According to the IMF Nigeria Senior Country Representative, Mr. Amine Mati, the misrepresentation was unfortunate and assured that the Fund would take stock to correct the mistake during the course of the Spring Meeting. He said: “In view of recent local media reports, I would like to clarify that the reference to the SWF included in Figure 2.16 of the IMF’s Fiscal Monitor showing a low ranking for Nigeria does not refer to the NSIA.

“The NSIA is a Sovereign Wealth Fund that has worked extensively with development partners to ensure it is applying transparency practices that are aligned with the Santiago Principles of transparency, good governance, accountability and prudent investment practices.

“The figure in the IMF’s Fiscal Monitor reports a score prepared by the Natural Resource Governance Institute (NRGI), which assesses the corporate governance and transparency of SWFs around the world, using a methodology outlined in the referenced NRGI publication. “For Nigeria, that SWF reference focuses on the Excess Crude Oil account, which requires greater transparency on the rules governing deposits, withdrawals and investment.”

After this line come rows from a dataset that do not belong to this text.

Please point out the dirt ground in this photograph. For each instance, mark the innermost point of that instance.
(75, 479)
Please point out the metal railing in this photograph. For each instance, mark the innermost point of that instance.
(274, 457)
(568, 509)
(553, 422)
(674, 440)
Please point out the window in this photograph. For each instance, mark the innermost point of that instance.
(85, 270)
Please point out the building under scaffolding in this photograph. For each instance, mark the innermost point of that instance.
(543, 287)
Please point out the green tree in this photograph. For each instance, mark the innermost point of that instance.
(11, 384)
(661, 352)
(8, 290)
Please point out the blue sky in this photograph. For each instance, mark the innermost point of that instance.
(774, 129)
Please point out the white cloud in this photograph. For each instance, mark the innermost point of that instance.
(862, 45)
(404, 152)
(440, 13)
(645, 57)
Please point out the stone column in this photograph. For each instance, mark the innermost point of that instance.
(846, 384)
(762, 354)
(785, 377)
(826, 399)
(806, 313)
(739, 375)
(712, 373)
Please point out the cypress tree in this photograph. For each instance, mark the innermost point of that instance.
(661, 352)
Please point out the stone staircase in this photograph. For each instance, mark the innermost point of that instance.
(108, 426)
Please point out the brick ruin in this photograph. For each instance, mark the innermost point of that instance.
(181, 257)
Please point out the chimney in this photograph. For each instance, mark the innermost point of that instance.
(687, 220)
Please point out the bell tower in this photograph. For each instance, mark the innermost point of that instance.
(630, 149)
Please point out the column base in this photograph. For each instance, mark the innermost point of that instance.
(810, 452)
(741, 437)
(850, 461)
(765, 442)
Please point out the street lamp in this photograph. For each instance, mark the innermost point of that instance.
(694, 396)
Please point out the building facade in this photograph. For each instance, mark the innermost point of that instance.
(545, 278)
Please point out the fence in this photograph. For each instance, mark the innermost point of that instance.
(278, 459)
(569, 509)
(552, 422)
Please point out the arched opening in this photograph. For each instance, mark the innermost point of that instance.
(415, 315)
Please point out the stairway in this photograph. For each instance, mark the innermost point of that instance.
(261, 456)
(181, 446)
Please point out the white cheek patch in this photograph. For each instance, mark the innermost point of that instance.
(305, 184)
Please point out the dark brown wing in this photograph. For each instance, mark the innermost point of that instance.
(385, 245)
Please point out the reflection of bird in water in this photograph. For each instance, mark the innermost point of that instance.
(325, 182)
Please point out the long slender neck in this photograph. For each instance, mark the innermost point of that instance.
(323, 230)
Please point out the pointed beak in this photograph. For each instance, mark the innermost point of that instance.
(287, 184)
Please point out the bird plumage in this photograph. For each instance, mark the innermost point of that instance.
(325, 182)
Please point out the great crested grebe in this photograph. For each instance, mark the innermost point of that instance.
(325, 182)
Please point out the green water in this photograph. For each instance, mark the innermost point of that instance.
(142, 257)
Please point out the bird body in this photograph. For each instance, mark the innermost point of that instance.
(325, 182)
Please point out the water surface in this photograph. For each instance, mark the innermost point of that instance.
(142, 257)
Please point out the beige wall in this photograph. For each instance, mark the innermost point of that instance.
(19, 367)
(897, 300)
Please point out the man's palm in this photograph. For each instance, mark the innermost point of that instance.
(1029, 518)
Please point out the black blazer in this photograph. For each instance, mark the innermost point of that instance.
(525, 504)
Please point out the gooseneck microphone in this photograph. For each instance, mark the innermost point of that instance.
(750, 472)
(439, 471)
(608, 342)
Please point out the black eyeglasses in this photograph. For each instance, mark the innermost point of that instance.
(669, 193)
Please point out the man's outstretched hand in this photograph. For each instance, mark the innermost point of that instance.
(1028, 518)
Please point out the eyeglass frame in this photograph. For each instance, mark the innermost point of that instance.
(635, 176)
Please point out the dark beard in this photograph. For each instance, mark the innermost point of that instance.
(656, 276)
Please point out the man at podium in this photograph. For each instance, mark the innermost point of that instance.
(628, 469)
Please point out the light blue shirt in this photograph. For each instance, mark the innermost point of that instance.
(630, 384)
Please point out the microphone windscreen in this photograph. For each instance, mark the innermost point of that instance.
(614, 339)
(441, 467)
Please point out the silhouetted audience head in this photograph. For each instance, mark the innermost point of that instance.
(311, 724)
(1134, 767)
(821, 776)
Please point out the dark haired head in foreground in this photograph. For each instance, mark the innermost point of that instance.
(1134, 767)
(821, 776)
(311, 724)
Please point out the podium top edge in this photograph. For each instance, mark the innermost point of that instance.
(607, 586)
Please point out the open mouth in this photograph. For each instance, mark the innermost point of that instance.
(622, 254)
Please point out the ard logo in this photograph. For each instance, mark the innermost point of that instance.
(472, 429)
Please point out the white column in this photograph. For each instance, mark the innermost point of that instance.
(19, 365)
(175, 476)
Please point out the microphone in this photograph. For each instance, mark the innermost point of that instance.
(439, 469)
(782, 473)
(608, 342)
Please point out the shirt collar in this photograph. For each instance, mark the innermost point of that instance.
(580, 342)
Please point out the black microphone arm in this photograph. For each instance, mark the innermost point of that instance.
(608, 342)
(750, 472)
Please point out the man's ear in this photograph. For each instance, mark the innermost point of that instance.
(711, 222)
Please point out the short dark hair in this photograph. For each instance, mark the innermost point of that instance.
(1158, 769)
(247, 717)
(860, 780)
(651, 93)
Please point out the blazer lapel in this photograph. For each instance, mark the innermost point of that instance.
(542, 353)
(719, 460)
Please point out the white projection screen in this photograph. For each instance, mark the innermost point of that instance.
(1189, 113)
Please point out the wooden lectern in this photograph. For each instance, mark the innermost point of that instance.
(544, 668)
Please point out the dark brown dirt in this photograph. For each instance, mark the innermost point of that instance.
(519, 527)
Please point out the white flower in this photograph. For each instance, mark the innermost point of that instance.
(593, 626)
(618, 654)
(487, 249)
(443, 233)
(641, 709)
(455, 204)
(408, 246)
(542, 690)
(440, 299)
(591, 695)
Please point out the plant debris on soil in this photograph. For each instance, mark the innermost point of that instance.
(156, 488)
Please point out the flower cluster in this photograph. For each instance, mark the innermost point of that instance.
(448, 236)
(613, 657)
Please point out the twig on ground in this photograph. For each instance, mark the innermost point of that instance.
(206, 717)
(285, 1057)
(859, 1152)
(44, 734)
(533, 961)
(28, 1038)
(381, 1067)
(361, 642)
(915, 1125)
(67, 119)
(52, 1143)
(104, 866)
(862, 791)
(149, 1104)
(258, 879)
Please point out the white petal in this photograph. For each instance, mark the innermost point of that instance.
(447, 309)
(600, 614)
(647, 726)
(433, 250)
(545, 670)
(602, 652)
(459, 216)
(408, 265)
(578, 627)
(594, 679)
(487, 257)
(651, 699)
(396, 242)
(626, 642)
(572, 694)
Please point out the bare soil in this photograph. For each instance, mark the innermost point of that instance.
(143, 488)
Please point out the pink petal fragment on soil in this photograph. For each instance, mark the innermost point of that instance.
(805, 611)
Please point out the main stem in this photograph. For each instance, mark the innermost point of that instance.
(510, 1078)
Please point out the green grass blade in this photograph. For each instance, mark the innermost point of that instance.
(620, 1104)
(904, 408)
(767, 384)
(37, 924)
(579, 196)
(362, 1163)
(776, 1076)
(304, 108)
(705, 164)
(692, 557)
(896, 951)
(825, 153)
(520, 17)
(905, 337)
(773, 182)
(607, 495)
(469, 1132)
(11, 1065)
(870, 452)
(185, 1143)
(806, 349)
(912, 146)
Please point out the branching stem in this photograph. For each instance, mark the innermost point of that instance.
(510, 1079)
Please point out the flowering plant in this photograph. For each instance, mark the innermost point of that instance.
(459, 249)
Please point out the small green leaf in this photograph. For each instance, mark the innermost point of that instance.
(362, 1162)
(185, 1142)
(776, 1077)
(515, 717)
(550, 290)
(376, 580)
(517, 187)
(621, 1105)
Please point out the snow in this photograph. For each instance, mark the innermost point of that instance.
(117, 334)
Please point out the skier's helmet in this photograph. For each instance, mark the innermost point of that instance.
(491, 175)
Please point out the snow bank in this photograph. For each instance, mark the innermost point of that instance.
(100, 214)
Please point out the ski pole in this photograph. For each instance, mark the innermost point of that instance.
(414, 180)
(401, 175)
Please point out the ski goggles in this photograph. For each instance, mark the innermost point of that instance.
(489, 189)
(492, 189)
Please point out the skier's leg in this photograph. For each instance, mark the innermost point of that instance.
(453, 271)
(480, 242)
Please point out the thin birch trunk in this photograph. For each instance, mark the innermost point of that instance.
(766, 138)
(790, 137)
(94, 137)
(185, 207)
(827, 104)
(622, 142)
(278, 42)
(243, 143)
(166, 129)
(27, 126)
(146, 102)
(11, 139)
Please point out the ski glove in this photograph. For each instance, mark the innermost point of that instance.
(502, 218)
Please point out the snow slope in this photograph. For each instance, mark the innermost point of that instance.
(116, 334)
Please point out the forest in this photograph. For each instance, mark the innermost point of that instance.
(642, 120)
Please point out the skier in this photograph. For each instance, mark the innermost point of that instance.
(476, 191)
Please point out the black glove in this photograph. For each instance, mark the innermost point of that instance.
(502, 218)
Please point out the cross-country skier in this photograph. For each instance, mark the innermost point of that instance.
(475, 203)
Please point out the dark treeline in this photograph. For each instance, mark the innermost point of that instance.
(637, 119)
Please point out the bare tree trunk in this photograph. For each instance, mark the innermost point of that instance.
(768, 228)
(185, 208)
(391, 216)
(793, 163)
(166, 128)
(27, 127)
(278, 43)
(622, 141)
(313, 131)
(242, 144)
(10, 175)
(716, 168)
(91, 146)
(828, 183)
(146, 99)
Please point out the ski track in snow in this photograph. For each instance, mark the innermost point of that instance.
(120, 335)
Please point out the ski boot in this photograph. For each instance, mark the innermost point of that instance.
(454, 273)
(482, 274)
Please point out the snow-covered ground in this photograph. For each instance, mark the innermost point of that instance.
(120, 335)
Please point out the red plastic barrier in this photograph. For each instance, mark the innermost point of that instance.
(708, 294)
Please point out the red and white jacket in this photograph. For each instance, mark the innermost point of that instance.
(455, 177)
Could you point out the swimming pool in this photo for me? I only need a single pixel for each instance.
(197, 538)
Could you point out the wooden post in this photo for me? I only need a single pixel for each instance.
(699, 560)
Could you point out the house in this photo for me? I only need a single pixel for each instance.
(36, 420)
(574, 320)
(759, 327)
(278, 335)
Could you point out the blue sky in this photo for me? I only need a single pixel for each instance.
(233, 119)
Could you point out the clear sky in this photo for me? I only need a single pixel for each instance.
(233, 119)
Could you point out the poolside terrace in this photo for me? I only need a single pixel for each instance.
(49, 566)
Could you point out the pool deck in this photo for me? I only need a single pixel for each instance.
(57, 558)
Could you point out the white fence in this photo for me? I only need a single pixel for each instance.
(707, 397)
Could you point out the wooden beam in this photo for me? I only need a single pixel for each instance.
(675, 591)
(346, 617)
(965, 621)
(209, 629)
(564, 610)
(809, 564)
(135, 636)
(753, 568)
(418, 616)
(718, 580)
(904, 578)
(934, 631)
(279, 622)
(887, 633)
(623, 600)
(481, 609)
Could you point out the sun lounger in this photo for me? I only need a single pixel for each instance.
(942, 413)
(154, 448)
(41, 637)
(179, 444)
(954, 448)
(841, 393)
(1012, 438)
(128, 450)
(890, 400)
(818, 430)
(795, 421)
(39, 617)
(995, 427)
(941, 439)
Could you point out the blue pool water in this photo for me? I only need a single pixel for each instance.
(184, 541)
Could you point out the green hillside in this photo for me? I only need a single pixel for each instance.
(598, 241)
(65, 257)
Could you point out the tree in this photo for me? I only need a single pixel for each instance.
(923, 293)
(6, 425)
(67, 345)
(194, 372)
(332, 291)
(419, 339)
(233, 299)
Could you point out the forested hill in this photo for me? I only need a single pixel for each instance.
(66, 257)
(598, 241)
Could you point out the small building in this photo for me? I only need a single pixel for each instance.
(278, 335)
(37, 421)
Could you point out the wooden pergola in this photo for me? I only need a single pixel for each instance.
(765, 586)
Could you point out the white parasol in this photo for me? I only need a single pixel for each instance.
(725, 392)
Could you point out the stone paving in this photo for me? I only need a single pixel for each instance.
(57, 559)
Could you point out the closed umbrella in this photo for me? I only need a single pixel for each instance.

Nigeria’s ECA has declined from a height of over $20 billion in 2005 to less than a billion as at last month, with only about $2 billion of the sum invested in the SWF. The ECA is a joint three-tier of government arising from oil proceeds. The States in the Federation normally demand that withdrawals be made from the account to augment low revenues distributed monthly at the Federation Accounts Allocation Committee (FAAC), where Federation revenues are collated and distributed among the Federal, States and Local Governments.

Also reacting to the IMF recommendation for the removal of subsidy on petroleum products in Nigeria, because subsidies are mired in corruption, Ahmed said Nigeria may heed the advice, but not by fiat, because there was need to sensitise the masses to get their buy-ins. She said: “I will say it is a good advice but I would say also that we have to implement it in such a manner that is successful and sustainable.

We are not in a situation to wake up one night and remove subsidy. We have to educate the people; we have to show Nigerian citizens what the replacements of those subsidies will be.“So, we have a lot of work to do and we have to understand that you don’t remove large amounts of subsidy just in one day. It has to be gradual and the public has to be well-informed on what you are trying to do,” the minister further said.